This is a garnishment proceeding, instituted to collect a judgment of $15,000, obtained by the respondent against the judgment defendant, Scott Ford, doing business as Scott Ford Battery Company. The trial court directed a verdict in favor of the respondent and against the appellant. Appellant has appealed from the judgment entered on this verdict.
[1] The parties herein are mutually bound by the issues adjudicated by said judgment (by default) recovered against Ford. [Dolph v. Maryland Casualty Company, 308 Mo. 534, l.c. 546,261 S.W. 330.] The petition in which alone the issues were formulated and upon which said judgment was founded, alleges, among other things, that the plaintiff was employed by Ford from May 15, 1930, until December 30, 1931, and that the plaintiff in the work of his employment contracted the disease of lead poisoning, from which he suffered partial paralysis, on account of the negligence of Ford — negligence in many particulars specified in said petition — arising out of his violation of the duties incumbent upon him as employer to furnish specified contrivances and a reasonably safe and healthful establishment or place for plaintiff and other employees to work in, as provided by the statutes pertaining to the health and safety of employees. [R.S. 1929, secs. 13234 and 13252 to 13255, incl.] Particularly applicable among the statutes is Section 13253, which in effect declares that the handling of or contact with lead and its derivatives as involved in the labor of processing, in harmful quantities *Page 621 or under harmful conditions (as appeared in the case at bar), is especially dangerous to the health of the employees. [2] The violation of such statutes by an employer constitutes actionable negligence. [Dodd v. Stove Furnace Co., 330 Mo. 662, 670,51 S.W.2d 114.]
[3] The appellant contends that plaintiff's condition was not caused by accident within the meaning of that term as used in the two policies of insurance in suit and hence not within the coverage thereof; wherefore appellant was entitled to a directed verdict. The respondent seeks to uphold the action of the trial court upon the theory that the policies were to indemnify said Ford for loss sustained by any employee under the Workmen's Compensation Laws and also indemnify said employer's loss by reason of the liability imposed upon him by law for damages on account of personal injuries sustained by respondent, during the period of his employment, as the result of his employer's negligence.
The essential provisions of the policies are as follows:
"The Employers' Liability Assurance Corporation, Limited, of London, England (hereinafter called the Corporation), does hereby agree with this employer, named and described as such in the declarations forming a part hereof, as respects personal injuries sustained by employees, including death at any time resulting therefrom as follows:
"One (a) To pay promptly to any person entitled thereto under the Workmen's Compensation Law and in the manner therein provided. . . .
"One (b) To indemnify this employer against loss by reason of the liability imposed upon him by law for damages on account of such injuries to such of said employees as are legally employed wherever such injuries may be sustained within the territorial limits of the United States of America or the Dominion of Canada. . . .
"Two.

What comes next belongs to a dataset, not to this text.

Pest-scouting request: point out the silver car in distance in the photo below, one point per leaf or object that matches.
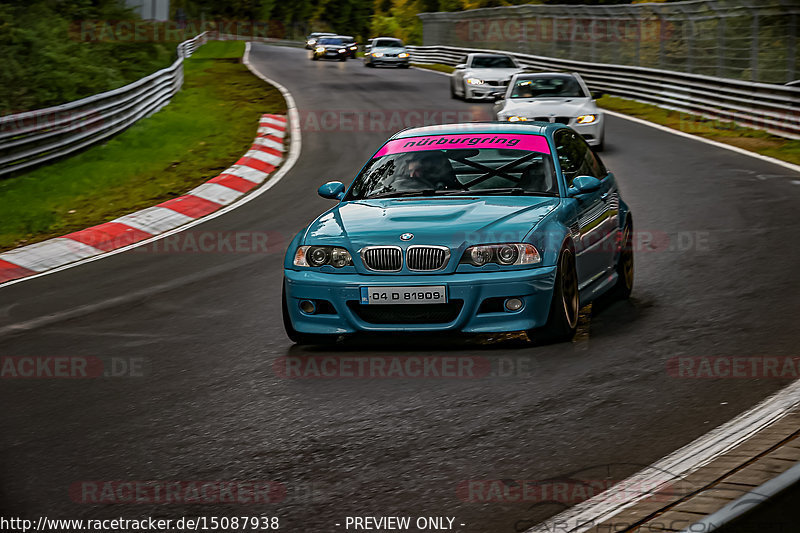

To serve this employer (a) by the inspection of work places covered by the policy . . . and, (b) upon notice of such injuries, by investigation thereof and by settlement of any resulting claims in accordance with law.
"Three. To defend, in the name and on behalf of this employer, any suits or other proceedings which may at any time be instituted against him on account of such injuries. . . .
"Four to pay all costs taxed against this employer in any legal proceeding defended by the Corporation. . . .
"Five. This agreement shall apply to such injuries sustained by any person or persons employed by this employer whose entire remuneration shall be included in the total actual remuneration for which provision is hereinafter made, upon which remuneration the premium for this policy is to be computed and adjusted, and, also *Page 622 to such injuries so sustained by the President, any Vice President, Secretary or Treasurer of this employer, if a corporation. The remuneration of any such designated officer shall not be subjected to a premium charge unless he is actually performing such duties as are ordinarily undertaken by a superintendent, foreman or workman.
"Six. This agreement shall apply to such injuries so sustained by reason of the business operations described in said declarations which, for the purpose of this insurance, shall include all operations necessary, incident or appurtenant thereto, or connected therewith, whether such operations are conducted at the work places defined and described in said declarations or elsewhere in connection with, or in relation to, such work places.
"Seven. This agreement shall apply only to such injuries so sustained by reason of accidents occuring during the policy period limited and defined as such in item 2 of said declarations."
"Item 2" of the declarations is as follows: "The period during which the policy shall remain in force, unless canceled as in the policy provided (herein called the policy period) shall be from May 20, 1931, to May 20, 1932, at twelve and one minute o'clock A.M., standard time, as to each of said dates at the place where any operation covered hereby is conducted, as respects that operation, or at the place where any injury covered hereby is sustained, as respects that injury."
During the period the respondent was in the employ of the judgment defendant, Ford, the Workmen's Compensation Law did not give compensation for occupational disease in any form, and, as already shown, the respondent's action was not brought thereunder.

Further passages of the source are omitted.